The women looked at one another as they retired. The thoughts which their glances carried indicated “well, after all the story’s true.”
They had been alone for about ten minutes when Penn ran out of the door calling, “Come quick, someone, I fear she’s going.”
The household speedily assembled, but in another ten minutes “Mary Warren,” alias Maria Cox-Penn had yielded up the ghost. She is buried on the brushy African-looking hillside which faces the “dreamy Susquehanna,” the Firestone Mountains and the sunset, near where travelers across Broad Mountain pass every day. John Penn returned to Philadelphia and took no more trips to the interior. He divided his time between his town house, 44 Pine Street, and his country seat “Lansdowne.”
During the Revolution he was on parole. He died childless. February 9, 1795, and is said to be buried under the floor, near the chancel, in the historic Christ Church, Philadelphia, which bears the inscription that he was “One of the Late Proprietors of Pennsylvania.” Most probably his body was later taken to England. His wife, nee Allen, survived him until 1813.
The other night in the grand hall of the Historical Society of Pennsylvania in the Quaker City, a notable reception was given in honor of the grand historian-governor, William C. Sproul, fresh from his marvelous restoration of the Colonial Court House at Chester. As he stood there, the embodiment of mental and physical grace and strength, the greatest Governor of a generation, receiving the long line of those who came to pay their respects and well wishes, Albert Cook Myers, famed historian of the Quakers, mentioned that the present Governor of the Commonwealth was standing just beneath the portrait of John Penn, one of the last of the Proprietaries. And what a contrast there was! Penn looked so effete and almost feminine with his child-like blonde locks, his pink cheeks, weak, half-closed mouth, his slender form in a red coat, so different from the vigorous living Governor.
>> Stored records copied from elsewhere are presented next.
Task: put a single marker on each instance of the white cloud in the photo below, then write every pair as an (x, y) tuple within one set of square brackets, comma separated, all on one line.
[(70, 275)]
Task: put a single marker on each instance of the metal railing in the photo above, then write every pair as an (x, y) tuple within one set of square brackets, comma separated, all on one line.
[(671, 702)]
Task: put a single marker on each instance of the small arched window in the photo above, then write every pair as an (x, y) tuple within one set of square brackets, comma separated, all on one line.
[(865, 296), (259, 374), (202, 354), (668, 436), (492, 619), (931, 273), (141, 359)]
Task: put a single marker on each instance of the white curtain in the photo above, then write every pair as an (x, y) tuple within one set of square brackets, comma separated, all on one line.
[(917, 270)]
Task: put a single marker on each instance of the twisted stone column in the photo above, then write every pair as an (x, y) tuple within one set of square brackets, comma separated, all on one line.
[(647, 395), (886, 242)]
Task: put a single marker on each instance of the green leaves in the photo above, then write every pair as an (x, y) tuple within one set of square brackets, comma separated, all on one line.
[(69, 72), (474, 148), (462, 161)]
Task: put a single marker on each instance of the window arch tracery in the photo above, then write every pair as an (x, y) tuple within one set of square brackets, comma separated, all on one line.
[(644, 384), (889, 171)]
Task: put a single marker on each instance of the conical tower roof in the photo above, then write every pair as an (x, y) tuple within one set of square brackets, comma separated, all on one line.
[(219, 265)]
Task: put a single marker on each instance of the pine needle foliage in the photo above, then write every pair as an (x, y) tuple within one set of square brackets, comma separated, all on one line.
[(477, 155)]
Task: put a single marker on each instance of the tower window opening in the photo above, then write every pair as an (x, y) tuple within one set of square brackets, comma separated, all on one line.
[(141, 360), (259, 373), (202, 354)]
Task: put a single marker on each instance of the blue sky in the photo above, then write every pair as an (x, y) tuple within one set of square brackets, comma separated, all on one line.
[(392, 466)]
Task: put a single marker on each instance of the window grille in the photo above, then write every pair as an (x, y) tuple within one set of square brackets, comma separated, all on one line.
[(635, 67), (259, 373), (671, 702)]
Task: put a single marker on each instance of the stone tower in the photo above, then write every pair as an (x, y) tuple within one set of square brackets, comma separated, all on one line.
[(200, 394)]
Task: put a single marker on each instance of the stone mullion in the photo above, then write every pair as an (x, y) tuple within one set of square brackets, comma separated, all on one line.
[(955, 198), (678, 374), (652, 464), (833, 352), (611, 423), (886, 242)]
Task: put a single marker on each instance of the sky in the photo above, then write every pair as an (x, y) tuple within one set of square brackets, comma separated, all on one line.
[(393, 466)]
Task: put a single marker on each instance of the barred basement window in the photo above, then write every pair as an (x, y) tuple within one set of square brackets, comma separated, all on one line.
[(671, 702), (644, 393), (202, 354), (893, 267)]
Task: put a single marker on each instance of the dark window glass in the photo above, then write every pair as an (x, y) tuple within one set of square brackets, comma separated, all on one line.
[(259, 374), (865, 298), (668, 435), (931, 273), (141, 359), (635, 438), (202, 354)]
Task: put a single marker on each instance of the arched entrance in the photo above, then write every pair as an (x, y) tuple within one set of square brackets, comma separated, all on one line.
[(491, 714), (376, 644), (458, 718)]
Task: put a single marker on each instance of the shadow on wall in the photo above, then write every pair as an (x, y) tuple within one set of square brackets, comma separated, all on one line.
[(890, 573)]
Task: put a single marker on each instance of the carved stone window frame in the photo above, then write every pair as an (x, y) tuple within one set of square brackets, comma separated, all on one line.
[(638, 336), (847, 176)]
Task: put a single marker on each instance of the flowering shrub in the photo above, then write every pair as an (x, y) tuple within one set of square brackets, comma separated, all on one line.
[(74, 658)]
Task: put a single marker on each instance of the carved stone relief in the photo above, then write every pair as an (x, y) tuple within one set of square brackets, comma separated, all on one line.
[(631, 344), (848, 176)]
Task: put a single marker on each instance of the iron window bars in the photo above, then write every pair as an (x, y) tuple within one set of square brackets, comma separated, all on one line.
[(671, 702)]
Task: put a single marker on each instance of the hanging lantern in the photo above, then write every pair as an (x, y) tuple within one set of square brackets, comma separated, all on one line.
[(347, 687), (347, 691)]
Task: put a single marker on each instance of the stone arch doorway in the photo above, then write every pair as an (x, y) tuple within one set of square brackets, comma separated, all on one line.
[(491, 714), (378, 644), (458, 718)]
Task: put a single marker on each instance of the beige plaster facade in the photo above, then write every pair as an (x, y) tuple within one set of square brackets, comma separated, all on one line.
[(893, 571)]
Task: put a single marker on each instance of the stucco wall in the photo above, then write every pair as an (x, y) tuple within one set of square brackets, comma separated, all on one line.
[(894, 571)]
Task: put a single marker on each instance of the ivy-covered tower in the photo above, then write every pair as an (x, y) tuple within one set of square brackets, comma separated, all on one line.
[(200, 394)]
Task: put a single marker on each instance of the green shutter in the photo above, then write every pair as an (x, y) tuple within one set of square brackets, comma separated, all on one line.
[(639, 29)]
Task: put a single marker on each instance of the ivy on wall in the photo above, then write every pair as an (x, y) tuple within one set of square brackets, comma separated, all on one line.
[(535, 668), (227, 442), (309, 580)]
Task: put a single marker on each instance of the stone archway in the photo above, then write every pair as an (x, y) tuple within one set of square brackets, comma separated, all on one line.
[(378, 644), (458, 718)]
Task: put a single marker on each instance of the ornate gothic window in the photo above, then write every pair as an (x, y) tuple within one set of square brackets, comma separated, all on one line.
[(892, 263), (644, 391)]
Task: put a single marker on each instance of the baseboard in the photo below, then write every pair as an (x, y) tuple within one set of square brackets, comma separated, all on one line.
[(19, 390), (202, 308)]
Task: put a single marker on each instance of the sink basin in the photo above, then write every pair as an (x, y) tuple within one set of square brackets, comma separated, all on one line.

Penn was also so inferior to the other notable portraits which hung about him–the sturdy Huguenot, General Henri Bouquet, the deliverer of Fort Duquesne in 1758 and 1763; the stalwart Scot, General Arthur St. Clair, of Miami fame, who was left to languish on a paltry pension of $180 a year at his rough, rocky farm on Laurel Ridge; the courageous-looking Irishman, General Edward Hand; and, above all, the bold and dashing eagle face of General “Mad Anthony” Wayne. Such company for the last of the Penns to keep! Though lacking the manly outlines of his fellows on canvas, who can say that his life had one whit less interest than theirs–probably much more so, for his spirit had felt the thrill of an undying love, which in the end surmounted all difficulties and left his heart master of the field.
Though his record for statecraft can hardly be written from a favorable light, and few of his sayings or deeds will live, he has joined an immortal coterie led down the ages by Anthony and the beautiful Egyptian queen, by Abelard and Heloise, Dante and Beatrice, Petrarch and Laura, Alfieri and the Countess of Albany, and here in Pennsylvania by Hugh H. Brackenridge and the pioneer girl, Sabina Wolfe, and Elisha Kent Kane, and the spiritualist, Maria Fox. Love is a force that is all-compelling, all-absorbing and never dies, and is the biggest thing in life, and the story of John Penn and Maria Cox will be whispered about in the backwoods cabins and wayside inns of the Pennsylvania Mountains long after seemingly greater men and minds have passed to forgetfulness.
But for a few lines in the writings of Charles P. Keith, H. M. Jenkins, Nevin W. Moyer and various Penn biographers, such as Albert Cook Myers, the verbal memories of ’Squire W. H. Garman, James Till, Mrs. H. E. Wilvert and other old-time residents of the vicinity of “Tulliallan,” all would be lost, and the inspiration of a story of overwhelming affection unrecorded in the annals of those who love true lovers.
II
At His Bedside
When old Jacob Loy passed away at the age of eighty years, he left a pot of gold to be divided equally among his eight children. It was a pot of such goodly proportions that there was a nice round sum for all, and the pity of it was after the long years of privation which had collected it, that some of the heirs wasted it quickly on organs, fast horses, cheap finery and stock speculations, for it was before the days of player-pianos, victrolas and automobiles.
Yolande, his youngest daughter, was a really attractive girl, even had she not a share in the pot of gold, and had many suitors. Though farm raised and inured to hardships she was naturally refined, with wonderful dark eyes and hair, and pallid face–the perfect type of Pennsylvania Mountain loveliness.